Co-localization enrichment analysis is based on the fact that a protein complex can be formed only when its constituents are to be found in the same cellular compartment, and also that protein complex tends to be responsible for a given biological function and a molecular process [19]. For a single protein complex, the co-localization enrichment ratio is the maximum fraction of proteins in the complex which are found at the same localization. For a protein complex set, the co-localization enrichment is the mean co-localization enrichment ratio of all complexes in the set, weighted by the sizes of the complexes, as shown in (13)

L = \frac{\sum_{j = 1}^{m} \frac{{max}_{i = 1}^{n} l_{i, j}}{N_{j}}}{m}

(13)

Where, the number of predicted protein complexes and reference cellular compartment protein complexes are respectively $m$ and $n$ , $N_{j}$ is the size of the predicted protein complex $j$ , $l_{i, j}$ is the number of nodes that are found both in reference cellular compartment protein complex $i$ and predicted protein complex $j$ .

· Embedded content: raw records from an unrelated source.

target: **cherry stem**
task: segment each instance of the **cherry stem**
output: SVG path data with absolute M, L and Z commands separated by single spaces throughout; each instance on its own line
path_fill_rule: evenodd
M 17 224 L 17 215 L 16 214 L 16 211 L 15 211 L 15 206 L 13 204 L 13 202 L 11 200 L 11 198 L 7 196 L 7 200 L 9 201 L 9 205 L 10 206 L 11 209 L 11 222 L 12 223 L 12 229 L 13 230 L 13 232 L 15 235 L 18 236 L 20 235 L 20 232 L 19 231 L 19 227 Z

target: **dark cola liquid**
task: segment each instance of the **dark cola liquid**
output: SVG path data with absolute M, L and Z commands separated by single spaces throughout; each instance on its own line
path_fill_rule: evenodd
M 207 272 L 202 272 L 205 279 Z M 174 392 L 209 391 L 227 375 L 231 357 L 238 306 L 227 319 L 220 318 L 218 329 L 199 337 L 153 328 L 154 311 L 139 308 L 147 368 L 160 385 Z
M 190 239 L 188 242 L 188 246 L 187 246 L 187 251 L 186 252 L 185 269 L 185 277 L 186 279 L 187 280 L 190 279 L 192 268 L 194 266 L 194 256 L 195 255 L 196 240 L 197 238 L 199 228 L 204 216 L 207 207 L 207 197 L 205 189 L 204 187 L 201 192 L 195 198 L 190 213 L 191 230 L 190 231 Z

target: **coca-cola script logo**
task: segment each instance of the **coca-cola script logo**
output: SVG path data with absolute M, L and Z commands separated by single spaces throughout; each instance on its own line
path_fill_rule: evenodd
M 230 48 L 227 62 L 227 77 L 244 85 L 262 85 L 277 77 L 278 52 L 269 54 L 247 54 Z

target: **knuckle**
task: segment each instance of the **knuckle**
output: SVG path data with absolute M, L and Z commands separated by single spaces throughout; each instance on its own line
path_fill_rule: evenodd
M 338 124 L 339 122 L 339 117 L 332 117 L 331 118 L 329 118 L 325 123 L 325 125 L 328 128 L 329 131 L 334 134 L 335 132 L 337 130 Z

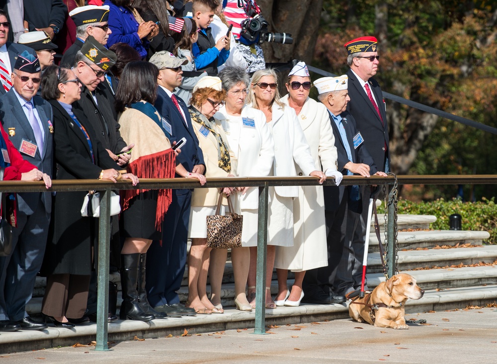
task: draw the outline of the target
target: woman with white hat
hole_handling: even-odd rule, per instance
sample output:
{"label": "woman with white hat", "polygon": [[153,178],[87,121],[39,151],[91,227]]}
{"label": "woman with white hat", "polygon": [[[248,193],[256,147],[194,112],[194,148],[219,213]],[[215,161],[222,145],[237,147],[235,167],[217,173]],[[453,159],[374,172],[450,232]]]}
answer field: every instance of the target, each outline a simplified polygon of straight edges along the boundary
{"label": "woman with white hat", "polygon": [[[335,183],[339,183],[342,176],[336,171],[336,148],[328,111],[323,104],[309,97],[312,84],[305,63],[299,62],[292,69],[285,86],[289,93],[281,102],[295,110],[315,169],[321,170],[322,166],[326,175],[334,176]],[[297,174],[303,174],[298,166],[296,169]],[[328,264],[324,206],[322,186],[299,186],[298,197],[293,200],[293,246],[276,247],[277,306],[298,306],[303,296],[306,271]],[[289,270],[295,274],[291,290],[287,286]]]}
{"label": "woman with white hat", "polygon": [[[226,135],[221,123],[214,114],[224,105],[226,92],[218,77],[206,76],[193,88],[188,107],[192,125],[205,162],[206,178],[230,176],[231,164]],[[222,193],[229,195],[233,188],[225,188]],[[192,195],[189,237],[191,246],[188,256],[188,296],[186,306],[198,314],[223,313],[207,298],[206,292],[209,261],[212,248],[207,247],[207,222],[214,215],[219,197],[219,188],[196,188]],[[226,199],[224,200],[226,202]],[[225,206],[220,212],[224,214]]]}

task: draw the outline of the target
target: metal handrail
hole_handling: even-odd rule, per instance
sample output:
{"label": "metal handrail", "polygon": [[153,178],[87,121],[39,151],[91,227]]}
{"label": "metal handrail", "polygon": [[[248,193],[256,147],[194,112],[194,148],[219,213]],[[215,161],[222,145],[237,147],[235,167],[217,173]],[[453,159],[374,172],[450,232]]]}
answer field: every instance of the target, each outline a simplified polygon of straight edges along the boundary
{"label": "metal handrail", "polygon": [[[497,184],[497,175],[428,175],[398,176],[394,177],[345,176],[340,184],[393,185],[398,184]],[[52,187],[47,189],[42,182],[0,181],[0,192],[40,192],[87,191],[100,192],[100,217],[98,232],[98,292],[97,310],[97,335],[95,350],[108,350],[107,345],[108,312],[108,284],[109,265],[110,208],[111,190],[160,188],[194,188],[221,187],[258,187],[259,207],[257,232],[257,263],[256,284],[256,308],[254,333],[265,334],[265,291],[266,276],[266,249],[267,238],[267,202],[269,187],[271,186],[318,185],[318,179],[308,176],[271,177],[225,177],[208,178],[207,183],[200,186],[197,180],[186,178],[140,179],[140,182],[132,186],[129,182],[120,181],[113,183],[108,180],[54,180]],[[333,178],[329,178],[324,185],[335,185]],[[83,201],[81,201],[82,203]],[[75,201],[75,203],[78,203]],[[389,211],[389,225],[395,220],[394,209]],[[395,230],[388,227],[387,249],[389,256],[395,256],[394,235]],[[390,260],[389,270],[391,273],[396,269],[394,260]]]}

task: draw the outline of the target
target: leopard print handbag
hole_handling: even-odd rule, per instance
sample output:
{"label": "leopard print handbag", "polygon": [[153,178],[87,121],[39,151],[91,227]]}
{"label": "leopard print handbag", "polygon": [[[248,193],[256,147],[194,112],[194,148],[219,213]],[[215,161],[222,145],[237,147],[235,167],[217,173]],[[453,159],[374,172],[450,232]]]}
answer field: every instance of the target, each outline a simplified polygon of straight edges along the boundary
{"label": "leopard print handbag", "polygon": [[226,198],[229,212],[225,215],[219,214],[223,194],[219,194],[215,214],[207,217],[207,246],[218,249],[241,247],[244,217],[235,213],[229,196]]}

The GO (Gene Ontology) semantic similarity of the protein complex refers to the average degree of association of all protein pairs [20]. The GO semantic similarity of the protein complex set can be obtained by calculating weighted average of all protein complexes. In general, the protein complex with higher GO semantic similarity shows that the probability of proteins within the protein complex expressing the similar function is greater. This paper employs genome co-localization reference dataset compiled by literature [21]. In a protein complex set predicted by a given algorithm, the more protein complexes positioning in the same cellular compartment indicates the stronger recognition capability of the algorithm. This paper adopts the genome co-localization reference dataset from literature [21] and the ProCope [22] tool to analyze the GO semantic similarity and co-localization enrichment on the results predicted by each algorithm on Krogan and Collins dataset.

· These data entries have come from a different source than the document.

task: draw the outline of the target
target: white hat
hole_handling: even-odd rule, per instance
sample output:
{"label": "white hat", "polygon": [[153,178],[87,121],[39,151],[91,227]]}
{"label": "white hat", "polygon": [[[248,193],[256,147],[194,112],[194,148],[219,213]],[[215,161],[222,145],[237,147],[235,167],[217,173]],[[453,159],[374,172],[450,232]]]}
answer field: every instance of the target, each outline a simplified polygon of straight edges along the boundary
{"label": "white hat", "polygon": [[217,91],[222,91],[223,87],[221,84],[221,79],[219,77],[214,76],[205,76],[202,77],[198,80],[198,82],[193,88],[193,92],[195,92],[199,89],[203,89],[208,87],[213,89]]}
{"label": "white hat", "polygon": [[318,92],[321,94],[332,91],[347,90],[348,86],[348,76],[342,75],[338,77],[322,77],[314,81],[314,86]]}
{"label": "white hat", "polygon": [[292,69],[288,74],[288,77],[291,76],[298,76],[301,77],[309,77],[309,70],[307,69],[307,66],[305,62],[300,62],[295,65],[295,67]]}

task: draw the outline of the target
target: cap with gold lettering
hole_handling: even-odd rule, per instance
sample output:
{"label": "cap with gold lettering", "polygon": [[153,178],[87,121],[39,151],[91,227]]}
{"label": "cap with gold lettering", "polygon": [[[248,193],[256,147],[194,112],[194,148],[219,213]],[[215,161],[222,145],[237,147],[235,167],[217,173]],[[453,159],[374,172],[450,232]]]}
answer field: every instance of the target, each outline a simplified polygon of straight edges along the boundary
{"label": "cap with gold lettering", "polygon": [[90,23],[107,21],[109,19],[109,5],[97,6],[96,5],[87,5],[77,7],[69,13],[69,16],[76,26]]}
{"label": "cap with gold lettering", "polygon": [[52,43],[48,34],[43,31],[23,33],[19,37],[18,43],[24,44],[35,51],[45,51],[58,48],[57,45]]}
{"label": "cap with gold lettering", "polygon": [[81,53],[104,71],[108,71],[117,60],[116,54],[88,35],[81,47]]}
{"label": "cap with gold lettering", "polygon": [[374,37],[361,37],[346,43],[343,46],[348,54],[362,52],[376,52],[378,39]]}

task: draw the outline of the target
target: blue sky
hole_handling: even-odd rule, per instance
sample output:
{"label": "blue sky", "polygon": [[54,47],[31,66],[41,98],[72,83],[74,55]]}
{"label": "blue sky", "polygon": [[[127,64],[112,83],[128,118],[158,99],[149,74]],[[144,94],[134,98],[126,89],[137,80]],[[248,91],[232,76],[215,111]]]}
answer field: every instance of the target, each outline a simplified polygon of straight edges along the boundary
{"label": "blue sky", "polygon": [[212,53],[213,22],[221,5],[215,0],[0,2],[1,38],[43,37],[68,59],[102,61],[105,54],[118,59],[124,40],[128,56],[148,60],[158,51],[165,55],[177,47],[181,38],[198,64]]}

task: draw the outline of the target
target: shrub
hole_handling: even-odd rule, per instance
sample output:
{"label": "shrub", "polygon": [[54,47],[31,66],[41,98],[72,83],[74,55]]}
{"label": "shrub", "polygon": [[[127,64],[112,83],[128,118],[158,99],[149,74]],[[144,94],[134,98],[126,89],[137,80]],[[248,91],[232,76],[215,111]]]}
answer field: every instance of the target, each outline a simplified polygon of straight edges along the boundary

In the Table 3 the figures of Reference dataset derived from literature [21], on Krogan dataset, the GO semantic similarity and Co-localization scores of CFinder are 0.144 and 0.125 lower than that of MKE respectively, so it is natural that the arithmetic mean of MKE is much greater than that of CFinder. Compared to MCL, the co-localization enrichment of MKE is 0.109 lower than that of MCL, but the GO semantic similarity of the MKE algorithm is 0.197 higher than that of MCL. Finally, by calculating the arithmetic mean of these two metrics, we find that the result of MKE is 0.044 higher than that of MCL. On Collins dataset, CFinder algorithm behaves with high consistency as on Krogan dataset. However, the GO semantic similarity of MCL is 0.042 lower than that of MKE, whereas the Co-localization score of MCL is 0.201 higher than that MKE calculated. The latter indicator produces a significant difference that leads to the lower arithmetic mean of MKE compared to MCL. In view of this outcome, we make a further analysis. As shown in Table 3 the indicators calculated by each algorithm on Collins dataset are all increased when compared to the Krogan dataset, which proves the specificity of different networks. MCL performs better on Collins dataset than on Krogan dataset, indicating that one algorithm is not applicable to all kinds of networks. Moreover, referring to Table I, MCL finds much more clusters than that MKE predicted which may be an advantage when calculating the Co-localization score.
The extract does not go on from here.